Geneva, Switzerland, Apr 23, 2009 / 08:59 am
Archbishop Silvano Tomasi, the Holy See's permanent observer to the United Nations, delivered a speech yesterday at the Geneva conference on racism, emphasizing the need for education to include “ethical and spiritual values” to combat racism and intolerance.
The archbishop affirmed that those who are different are often “rejected to the point that barbarous acts are committed against them, including genocide and ethnic cleansing,” and also recalled that “old forms of exploitation give way to new ones: women and children are trafficked in a contemporary form of slavery, irregular immigrants are abused, persons perceived to be or who in fact are different become, in disproportionate numbers, the victims of social and political exclusion."

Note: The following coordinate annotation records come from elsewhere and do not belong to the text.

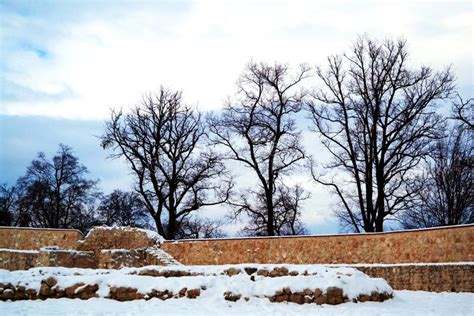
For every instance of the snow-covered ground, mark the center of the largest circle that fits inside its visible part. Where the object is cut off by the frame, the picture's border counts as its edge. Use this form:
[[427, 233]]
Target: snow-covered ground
[[403, 303], [213, 278]]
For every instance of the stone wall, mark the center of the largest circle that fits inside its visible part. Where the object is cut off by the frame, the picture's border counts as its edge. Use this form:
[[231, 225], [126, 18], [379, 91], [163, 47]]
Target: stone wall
[[453, 244], [426, 277], [26, 259], [101, 238], [33, 239]]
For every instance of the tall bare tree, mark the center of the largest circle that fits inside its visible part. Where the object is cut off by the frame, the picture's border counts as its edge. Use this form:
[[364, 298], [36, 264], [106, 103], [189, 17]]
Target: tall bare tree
[[197, 227], [464, 111], [123, 209], [163, 142], [446, 186], [8, 204], [376, 117], [56, 193], [257, 129]]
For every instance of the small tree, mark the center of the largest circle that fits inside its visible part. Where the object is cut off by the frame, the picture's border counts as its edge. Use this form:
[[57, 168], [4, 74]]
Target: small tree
[[8, 203], [258, 130], [195, 227], [376, 118], [445, 190], [464, 111], [123, 209], [56, 194], [164, 144]]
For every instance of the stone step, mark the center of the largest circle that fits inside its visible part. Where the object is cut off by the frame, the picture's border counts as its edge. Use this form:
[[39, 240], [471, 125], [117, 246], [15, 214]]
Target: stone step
[[162, 256]]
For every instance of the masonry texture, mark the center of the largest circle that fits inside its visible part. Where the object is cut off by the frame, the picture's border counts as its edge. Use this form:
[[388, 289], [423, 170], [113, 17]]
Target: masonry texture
[[433, 278], [33, 239], [455, 244], [407, 258]]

One area that receives little attention, but that Archbishop Tomasi said the Vatican is “alarmed by,” is the “still latent temptation of eugenics." He warned that eugenic practices could lead to "the elimination of human beings that do not fulfill the characteristics predetermined by a given society."
To combat these extreme acts of intolerance, said Archbishop Tomasi, education systems must be reviewed “so that every aspect of discrimination may be eliminated from teaching, textbooks, curricula and visual resources." Media, he went on, "should be accessible and free of racist and ideological control as this leads to discrimination and even violence against persons of different cultural and ethnic background."